Shoulder Range of Motion and Full body work

All you need to do this movement is a wall and the ability to balance.



Hey There, Thanks for checking out the site. Below are some short explanations and demo photos to help you with this progression. If you have 5 minutes between projects during your day then you can introduce this movement and notice more comfort in your






1  Line Yourself Up

Stand an upper arm length from the wall.

The pinky edge of your hand can rest on the wall

The elbows should be slightly off the wall  ( as you straighten your arms your elbows will begin to touch the wall.)

The elbows should also be slightly below your shoulders for the starting position

Check your feet, hips, spine, ribs, are comfortable, and stack nearly on top of one another (if possible). In other words, if you were viewed from the side you wouldn’t be standing with your pelvis and behind your feet etc.



2 Inhale and begin moving the hands up

Keep your arms as wide as you feel comfortable with them apart in order to eliminate neck pain and undue spinal extension (pressure on the back of your spinal disks).

Avoid arching your chest or stomach toward the wall, and the tail bone out

Continue to slide the hands up as you inhale, anticipate that you will pause and exhale when you reach the height of your upward motion before moving your arms back to the start position.

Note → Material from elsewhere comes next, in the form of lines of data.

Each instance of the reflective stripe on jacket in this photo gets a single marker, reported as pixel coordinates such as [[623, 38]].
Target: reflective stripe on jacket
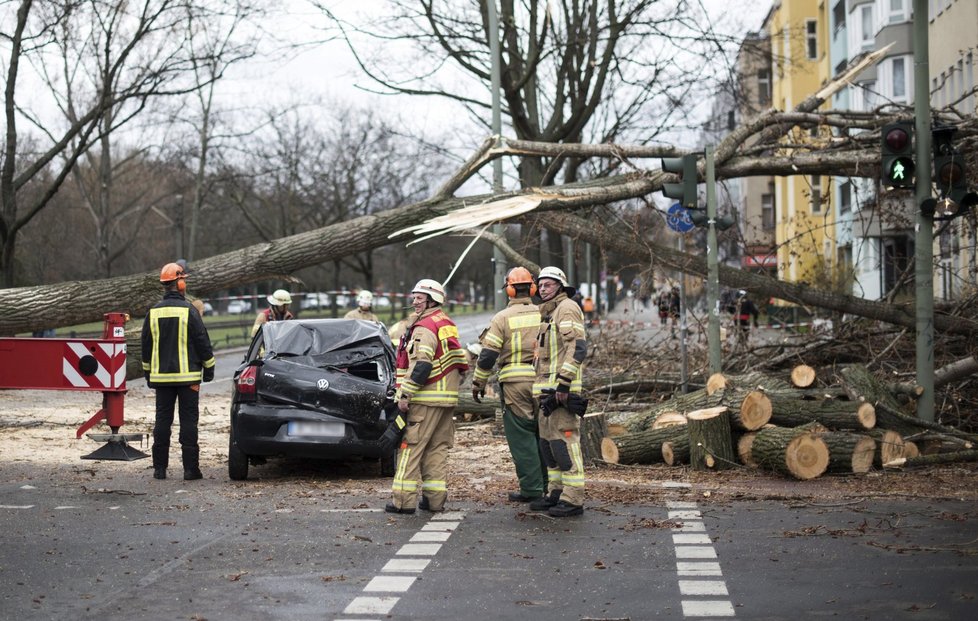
[[175, 343]]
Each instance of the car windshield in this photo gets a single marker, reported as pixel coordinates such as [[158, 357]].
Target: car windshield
[[327, 342]]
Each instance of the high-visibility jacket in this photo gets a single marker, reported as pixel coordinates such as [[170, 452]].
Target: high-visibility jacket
[[561, 346], [430, 361], [509, 343], [176, 346]]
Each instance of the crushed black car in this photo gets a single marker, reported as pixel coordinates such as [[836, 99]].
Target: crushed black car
[[320, 389]]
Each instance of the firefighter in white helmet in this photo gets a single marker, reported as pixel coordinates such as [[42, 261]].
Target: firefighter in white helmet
[[561, 349], [364, 309], [509, 343], [278, 310], [430, 365]]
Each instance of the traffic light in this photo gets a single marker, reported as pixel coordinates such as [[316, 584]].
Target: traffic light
[[896, 155], [953, 195], [684, 192]]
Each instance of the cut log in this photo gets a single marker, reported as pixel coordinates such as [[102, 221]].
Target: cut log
[[643, 447], [889, 446], [754, 412], [710, 442], [803, 376], [676, 452], [792, 451], [594, 428], [833, 413], [669, 419], [715, 382], [849, 452], [744, 445], [933, 460]]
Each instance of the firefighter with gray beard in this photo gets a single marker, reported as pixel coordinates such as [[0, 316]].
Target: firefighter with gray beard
[[561, 349]]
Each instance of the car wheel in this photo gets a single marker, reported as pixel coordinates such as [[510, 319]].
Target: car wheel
[[237, 460]]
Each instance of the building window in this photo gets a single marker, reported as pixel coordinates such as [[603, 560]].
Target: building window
[[839, 17], [811, 38], [816, 194], [764, 87], [867, 29], [767, 212], [899, 79]]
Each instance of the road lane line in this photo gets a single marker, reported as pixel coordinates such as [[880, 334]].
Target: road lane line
[[694, 549]]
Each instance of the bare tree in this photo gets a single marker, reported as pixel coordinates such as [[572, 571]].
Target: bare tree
[[102, 63]]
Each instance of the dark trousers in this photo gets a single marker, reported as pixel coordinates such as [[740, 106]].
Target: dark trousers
[[189, 399]]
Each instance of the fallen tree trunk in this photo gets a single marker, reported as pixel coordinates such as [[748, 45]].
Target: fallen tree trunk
[[834, 414], [932, 460], [849, 452], [642, 447], [797, 452], [710, 442]]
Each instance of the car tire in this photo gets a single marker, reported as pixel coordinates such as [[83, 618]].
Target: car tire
[[237, 460], [388, 464]]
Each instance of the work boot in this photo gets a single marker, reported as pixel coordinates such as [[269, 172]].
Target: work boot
[[543, 503], [520, 497], [392, 508], [565, 509], [424, 505]]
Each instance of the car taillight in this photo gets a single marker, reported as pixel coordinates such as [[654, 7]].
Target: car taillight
[[247, 383]]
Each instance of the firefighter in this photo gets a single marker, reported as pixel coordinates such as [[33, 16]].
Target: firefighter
[[365, 302], [430, 367], [278, 310], [509, 344], [177, 355], [561, 348]]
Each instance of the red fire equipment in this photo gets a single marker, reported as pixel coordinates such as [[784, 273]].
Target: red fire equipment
[[78, 364]]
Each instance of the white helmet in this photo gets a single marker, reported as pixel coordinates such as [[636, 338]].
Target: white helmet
[[554, 273], [432, 287], [280, 297]]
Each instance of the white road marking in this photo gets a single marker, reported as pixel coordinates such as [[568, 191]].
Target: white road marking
[[707, 608], [390, 584], [371, 605], [406, 564]]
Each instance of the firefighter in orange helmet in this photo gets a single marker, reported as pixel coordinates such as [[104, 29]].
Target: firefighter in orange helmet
[[508, 344], [177, 356], [430, 365]]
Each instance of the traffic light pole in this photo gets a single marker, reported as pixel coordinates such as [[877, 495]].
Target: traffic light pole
[[924, 240], [712, 265]]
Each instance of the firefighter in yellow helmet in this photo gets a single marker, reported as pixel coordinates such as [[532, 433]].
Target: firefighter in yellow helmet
[[278, 310], [364, 309], [177, 356], [561, 349], [430, 367], [509, 345]]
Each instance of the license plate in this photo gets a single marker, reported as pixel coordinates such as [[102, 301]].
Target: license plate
[[329, 430]]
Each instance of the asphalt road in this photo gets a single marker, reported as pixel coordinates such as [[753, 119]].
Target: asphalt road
[[304, 547]]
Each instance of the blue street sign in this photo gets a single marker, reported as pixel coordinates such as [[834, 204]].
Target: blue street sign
[[678, 219]]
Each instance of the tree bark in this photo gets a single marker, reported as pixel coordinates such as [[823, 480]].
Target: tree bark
[[710, 442]]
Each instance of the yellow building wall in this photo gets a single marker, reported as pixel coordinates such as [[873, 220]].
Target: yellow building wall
[[805, 218]]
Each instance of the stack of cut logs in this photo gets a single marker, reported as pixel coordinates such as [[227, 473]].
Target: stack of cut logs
[[787, 427]]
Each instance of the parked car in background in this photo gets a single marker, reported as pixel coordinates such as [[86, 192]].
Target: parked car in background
[[314, 388], [236, 307]]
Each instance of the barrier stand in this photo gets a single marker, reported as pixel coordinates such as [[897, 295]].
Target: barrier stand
[[78, 364]]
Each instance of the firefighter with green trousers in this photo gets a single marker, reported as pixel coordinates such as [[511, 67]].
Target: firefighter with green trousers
[[509, 343], [561, 349]]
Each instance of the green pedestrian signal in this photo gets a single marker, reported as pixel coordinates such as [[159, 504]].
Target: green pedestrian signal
[[896, 155]]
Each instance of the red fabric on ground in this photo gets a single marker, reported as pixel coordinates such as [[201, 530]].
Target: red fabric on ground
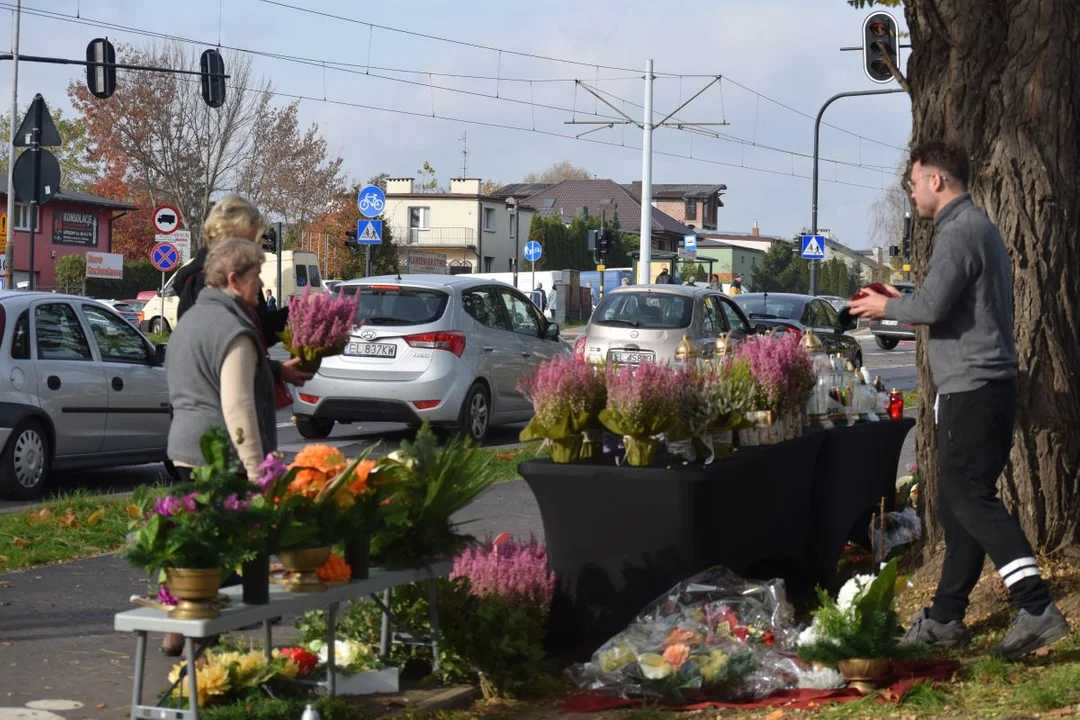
[[905, 675]]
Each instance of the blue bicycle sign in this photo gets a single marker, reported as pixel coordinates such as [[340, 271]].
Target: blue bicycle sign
[[370, 201]]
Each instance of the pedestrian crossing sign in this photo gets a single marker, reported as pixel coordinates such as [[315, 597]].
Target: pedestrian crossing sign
[[813, 247], [369, 232]]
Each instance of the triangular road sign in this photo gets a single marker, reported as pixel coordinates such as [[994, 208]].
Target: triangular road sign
[[50, 136]]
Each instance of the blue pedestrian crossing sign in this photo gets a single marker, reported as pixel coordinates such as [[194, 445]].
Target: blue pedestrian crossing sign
[[368, 232], [532, 250], [813, 247]]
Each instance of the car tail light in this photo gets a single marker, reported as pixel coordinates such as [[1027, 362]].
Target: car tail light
[[453, 341]]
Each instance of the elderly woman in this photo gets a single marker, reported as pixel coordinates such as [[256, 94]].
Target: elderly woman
[[216, 367]]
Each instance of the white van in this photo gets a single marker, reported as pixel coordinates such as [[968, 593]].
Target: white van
[[299, 270]]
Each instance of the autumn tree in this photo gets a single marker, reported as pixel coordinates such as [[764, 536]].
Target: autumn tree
[[78, 167], [564, 170], [1001, 82]]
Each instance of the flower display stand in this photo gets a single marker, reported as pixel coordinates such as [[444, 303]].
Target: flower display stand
[[237, 615]]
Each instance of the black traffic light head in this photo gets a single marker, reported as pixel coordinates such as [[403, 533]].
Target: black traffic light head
[[100, 79], [880, 41], [213, 78]]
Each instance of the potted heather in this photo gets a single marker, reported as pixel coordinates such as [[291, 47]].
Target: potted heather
[[783, 377], [319, 325], [567, 397], [642, 404]]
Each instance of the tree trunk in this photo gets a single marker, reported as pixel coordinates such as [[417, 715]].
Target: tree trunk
[[1002, 78]]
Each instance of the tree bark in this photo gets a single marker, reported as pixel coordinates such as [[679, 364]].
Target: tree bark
[[1002, 79]]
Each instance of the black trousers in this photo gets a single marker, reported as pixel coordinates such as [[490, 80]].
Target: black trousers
[[974, 436]]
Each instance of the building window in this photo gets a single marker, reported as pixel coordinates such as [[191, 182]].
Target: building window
[[691, 209], [22, 218]]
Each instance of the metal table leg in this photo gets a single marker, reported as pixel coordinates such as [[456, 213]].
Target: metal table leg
[[433, 614], [189, 647], [139, 668]]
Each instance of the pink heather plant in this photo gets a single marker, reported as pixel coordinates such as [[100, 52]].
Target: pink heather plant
[[515, 571], [782, 369], [565, 385], [319, 324]]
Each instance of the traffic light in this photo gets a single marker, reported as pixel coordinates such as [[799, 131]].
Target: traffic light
[[102, 76], [213, 78], [879, 42]]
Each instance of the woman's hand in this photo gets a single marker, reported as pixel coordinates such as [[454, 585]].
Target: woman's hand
[[293, 375]]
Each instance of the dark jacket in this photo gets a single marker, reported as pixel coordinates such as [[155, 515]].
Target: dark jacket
[[191, 279]]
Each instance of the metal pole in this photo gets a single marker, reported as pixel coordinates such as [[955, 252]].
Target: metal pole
[[817, 137], [10, 246], [645, 248]]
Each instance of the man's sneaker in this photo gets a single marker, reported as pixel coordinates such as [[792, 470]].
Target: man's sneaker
[[928, 630], [1029, 632]]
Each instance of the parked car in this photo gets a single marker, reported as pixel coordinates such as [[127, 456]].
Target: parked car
[[646, 323], [794, 313], [448, 349], [889, 333], [83, 390]]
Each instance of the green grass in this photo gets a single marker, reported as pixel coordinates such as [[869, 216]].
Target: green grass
[[72, 526]]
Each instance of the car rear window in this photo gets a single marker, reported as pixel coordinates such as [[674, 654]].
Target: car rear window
[[770, 307], [392, 304], [649, 310]]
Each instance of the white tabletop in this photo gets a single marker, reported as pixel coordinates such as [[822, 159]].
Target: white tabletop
[[235, 614]]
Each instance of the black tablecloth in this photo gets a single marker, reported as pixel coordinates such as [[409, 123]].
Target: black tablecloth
[[618, 537], [855, 469]]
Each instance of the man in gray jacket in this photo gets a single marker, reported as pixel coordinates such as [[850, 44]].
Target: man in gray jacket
[[967, 302]]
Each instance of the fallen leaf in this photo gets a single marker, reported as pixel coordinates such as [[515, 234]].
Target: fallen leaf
[[69, 519]]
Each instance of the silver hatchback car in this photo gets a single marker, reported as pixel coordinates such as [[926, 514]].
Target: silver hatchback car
[[80, 388], [448, 349], [646, 323]]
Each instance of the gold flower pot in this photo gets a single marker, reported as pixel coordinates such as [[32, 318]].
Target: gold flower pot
[[301, 566], [865, 674], [196, 591]]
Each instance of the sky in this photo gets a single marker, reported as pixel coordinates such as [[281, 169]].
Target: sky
[[778, 60]]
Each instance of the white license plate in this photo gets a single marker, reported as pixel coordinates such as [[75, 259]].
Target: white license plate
[[631, 357], [370, 350]]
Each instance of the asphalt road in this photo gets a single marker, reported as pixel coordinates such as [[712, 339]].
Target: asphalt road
[[895, 367]]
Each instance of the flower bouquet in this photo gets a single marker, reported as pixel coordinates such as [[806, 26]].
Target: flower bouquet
[[193, 531], [567, 397], [860, 626], [640, 406], [714, 636], [318, 327]]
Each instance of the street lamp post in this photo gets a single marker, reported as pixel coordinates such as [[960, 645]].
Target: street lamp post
[[515, 221]]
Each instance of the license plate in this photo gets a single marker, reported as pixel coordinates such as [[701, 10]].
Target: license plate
[[370, 350], [630, 357]]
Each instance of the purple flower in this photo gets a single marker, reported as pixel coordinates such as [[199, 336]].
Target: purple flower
[[189, 502], [166, 506], [270, 470], [164, 597]]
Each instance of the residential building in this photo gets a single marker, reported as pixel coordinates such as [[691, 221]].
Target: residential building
[[570, 199], [693, 205], [71, 222], [474, 231]]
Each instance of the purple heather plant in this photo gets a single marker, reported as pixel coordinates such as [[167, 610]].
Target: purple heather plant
[[321, 321], [564, 385], [782, 369], [515, 571]]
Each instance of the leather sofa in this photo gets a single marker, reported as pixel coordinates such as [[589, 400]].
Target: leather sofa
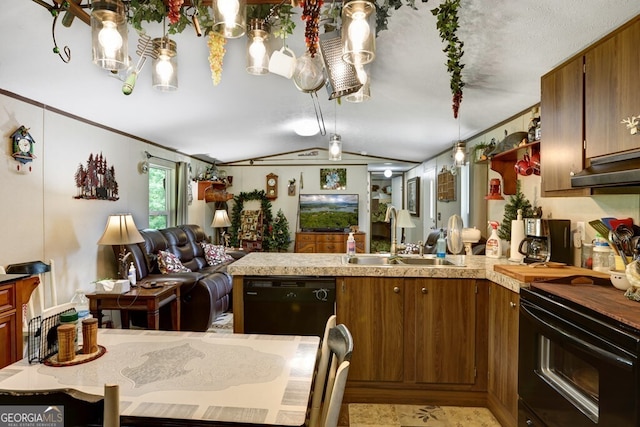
[[205, 292]]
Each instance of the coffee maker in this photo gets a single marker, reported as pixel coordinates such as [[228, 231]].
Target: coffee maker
[[547, 240]]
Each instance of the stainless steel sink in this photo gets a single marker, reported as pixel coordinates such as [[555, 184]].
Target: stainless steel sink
[[424, 261]]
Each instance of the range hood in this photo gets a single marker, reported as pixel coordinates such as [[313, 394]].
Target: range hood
[[618, 170]]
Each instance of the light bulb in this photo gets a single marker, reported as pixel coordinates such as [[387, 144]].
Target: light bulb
[[335, 148], [257, 50], [359, 30], [109, 38], [164, 69], [229, 9]]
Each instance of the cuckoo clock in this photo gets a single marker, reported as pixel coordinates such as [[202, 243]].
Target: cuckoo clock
[[22, 147]]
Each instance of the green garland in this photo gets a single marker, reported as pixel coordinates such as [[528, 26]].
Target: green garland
[[238, 206]]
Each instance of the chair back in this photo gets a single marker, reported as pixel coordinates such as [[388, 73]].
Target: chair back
[[331, 378]]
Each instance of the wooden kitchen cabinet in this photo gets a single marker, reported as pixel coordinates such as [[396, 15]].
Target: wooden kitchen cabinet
[[503, 354], [561, 147], [413, 337], [612, 92], [15, 291]]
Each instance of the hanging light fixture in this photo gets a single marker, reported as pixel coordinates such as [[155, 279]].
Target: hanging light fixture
[[257, 51], [109, 34], [165, 65], [364, 93], [358, 32], [335, 147], [459, 153], [229, 18]]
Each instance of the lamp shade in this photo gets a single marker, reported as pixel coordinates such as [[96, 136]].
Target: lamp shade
[[109, 34], [165, 65], [120, 230], [220, 219], [404, 219]]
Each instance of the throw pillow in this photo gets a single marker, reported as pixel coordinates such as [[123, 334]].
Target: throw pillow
[[215, 254], [169, 263]]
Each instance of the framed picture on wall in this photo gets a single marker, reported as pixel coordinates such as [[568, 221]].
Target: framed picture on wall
[[413, 196]]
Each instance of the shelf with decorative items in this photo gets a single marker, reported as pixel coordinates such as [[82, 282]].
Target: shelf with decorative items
[[505, 163], [213, 191]]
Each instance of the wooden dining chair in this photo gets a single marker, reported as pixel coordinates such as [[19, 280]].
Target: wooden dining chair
[[331, 379]]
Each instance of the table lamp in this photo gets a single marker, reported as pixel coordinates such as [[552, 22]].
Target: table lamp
[[404, 221], [221, 220], [121, 230]]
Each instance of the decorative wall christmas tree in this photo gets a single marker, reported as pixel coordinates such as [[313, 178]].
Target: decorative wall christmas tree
[[517, 201], [279, 234]]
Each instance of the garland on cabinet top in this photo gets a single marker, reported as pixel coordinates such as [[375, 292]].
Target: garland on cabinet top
[[198, 15]]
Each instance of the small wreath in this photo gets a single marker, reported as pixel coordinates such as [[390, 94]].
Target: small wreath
[[267, 217]]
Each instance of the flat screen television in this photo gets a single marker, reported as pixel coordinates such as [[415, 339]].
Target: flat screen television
[[328, 212]]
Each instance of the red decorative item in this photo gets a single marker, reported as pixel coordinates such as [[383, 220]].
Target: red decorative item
[[495, 193]]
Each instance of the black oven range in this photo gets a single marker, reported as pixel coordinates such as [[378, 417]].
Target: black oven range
[[579, 355]]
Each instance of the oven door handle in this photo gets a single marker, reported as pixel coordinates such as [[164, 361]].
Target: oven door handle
[[612, 358]]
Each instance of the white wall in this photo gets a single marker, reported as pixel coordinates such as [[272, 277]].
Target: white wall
[[42, 220]]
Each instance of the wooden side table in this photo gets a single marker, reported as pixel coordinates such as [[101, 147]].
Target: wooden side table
[[139, 299]]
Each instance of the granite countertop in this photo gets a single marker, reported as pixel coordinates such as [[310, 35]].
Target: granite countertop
[[300, 264]]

3 – Finish, use an exhale to slowly move to the start position.

Use the exhalation to feel your core lengthening your body while you lower your arms. Your Shoulders should be relaxed yet you feel your back muscles just below your shoulder blades and on your sides controlling the descent of your arms.


4 Back to the Start

Repeat this motion up to 5 times to use your muscles and maintain a mindfully aware movement quality. This is motor control, breath control, deep internal stabilizing control exercise.

To add awareness to your practice of this movement:  Bring your awareness to the soles of your feet, your arches in your feet, inner and outer thigh, lower back, mid-back,… all the way up the body as you find the awareness of the back of the neck, front of the neck and top of the head. Sensing gentle opposition from the arches to the top of the head while you move your arms. Adding this sensory aspect to your movement appeals to the somatosensory part of the brain and trains us to use our parasympathetic nervous system to relieve extra stress and tension caused by our modern lifestyles.